Calculating the Changes

When the temperature increases by \( T \), the volume change of the liquid can be expressed using the coefficient of volume expansion:

Change in volume of the liquid, \( \Delta V = V_0 \cdot \beta \cdot T \)

Where \( V_0 \) is the initial volume of the liquid. The increase in volume will exert pressure on the walls of the shell. The relationship between pressure change and volume change is given by the bulk modulus:

Using the definition of bulk modulus:

\( K = -\frac{dP}{\frac{\Delta V}{V_0}} \)

Rearranging this gives us:

\( dP = -K \cdot \frac{\Delta V}{V_0} \)

Substituting the expression for \( \Delta V \):

\( dP = -K \cdot \frac{V_0 \cdot \beta \cdot T}{V_0} = -K \cdot \beta \cdot T \)

Considering the Shell Expansion

Now, we also need to account for the expansion of the copper shell. The volume expansion of the shell can be related to its linear expansion:

For a spherical shell, the volume change due to linear expansion is approximately:

\( \Delta V_{shell} \approx 3V_0 \cdot \alpha \cdot T \)

Thus, the pressure exerted by the expansion of the shell can be expressed similarly:

\( dP_{shell} = K_{shell} \cdot \frac{\Delta V_{shell}}{V_{shell}} \)

However, since we are primarily interested in the outward pressure due to the liquid, we can combine the effects of both the liquid and the shell. The total outward pressure will be influenced by both the liquid's bulk modulus and the shell's expansion.

Final Expression

Combining these effects, we find that the net outward pressure \( dP \) can be expressed as:

\( dP = K \cdot \beta \cdot T + 3K \cdot \alpha \cdot T \)

To simplify, we can factor out \( T \):

\( dP = T \cdot (K \cdot \beta + 3K \cdot \alpha) \)

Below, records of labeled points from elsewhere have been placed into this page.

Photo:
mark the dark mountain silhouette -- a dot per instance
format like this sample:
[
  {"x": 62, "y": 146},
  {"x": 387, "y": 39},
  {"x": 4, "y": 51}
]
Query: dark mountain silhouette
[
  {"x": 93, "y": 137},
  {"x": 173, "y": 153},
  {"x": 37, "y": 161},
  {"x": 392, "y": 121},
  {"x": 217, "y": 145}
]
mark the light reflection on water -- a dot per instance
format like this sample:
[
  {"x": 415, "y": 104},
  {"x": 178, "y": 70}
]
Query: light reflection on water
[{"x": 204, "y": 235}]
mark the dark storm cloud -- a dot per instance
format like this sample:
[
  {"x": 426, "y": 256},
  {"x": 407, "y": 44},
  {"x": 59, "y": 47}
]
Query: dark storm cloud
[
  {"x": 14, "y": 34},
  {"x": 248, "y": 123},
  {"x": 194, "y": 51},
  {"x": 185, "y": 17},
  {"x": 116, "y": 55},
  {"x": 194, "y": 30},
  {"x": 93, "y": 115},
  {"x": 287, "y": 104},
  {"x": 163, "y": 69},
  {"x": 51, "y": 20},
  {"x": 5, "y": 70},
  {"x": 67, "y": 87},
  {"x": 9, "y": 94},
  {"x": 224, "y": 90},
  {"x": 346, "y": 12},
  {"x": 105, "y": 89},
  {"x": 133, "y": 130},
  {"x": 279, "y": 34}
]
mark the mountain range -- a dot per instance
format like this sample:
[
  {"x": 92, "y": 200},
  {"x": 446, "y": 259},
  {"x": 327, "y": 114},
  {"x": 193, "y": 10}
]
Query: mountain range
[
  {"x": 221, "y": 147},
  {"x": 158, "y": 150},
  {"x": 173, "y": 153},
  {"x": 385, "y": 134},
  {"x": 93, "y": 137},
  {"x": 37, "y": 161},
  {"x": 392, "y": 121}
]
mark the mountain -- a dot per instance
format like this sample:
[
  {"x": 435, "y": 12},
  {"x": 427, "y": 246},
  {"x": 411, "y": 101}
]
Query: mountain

Now, substituting the values of \( \beta \) and \( \alpha \) into the equation, we can analyze the options provided in the question. The correct answer will depend on the specific values of \( K \), \( \beta \), and \( \alpha \). However, based on the relationships derived, we can conclude that the outward pressure \( dP \) is influenced by the bulk modulus and the coefficients of expansion.

Conclusion

In summary, the outward pressure \( dP \) on the copper shell due to the increase in temperature can be expressed in terms of the bulk modulus of the liquid and the coefficients of expansion of both the liquid and the shell. The final expression will depend on the specific values of these properties, but the approach outlined here provides a clear pathway to derive the relationship.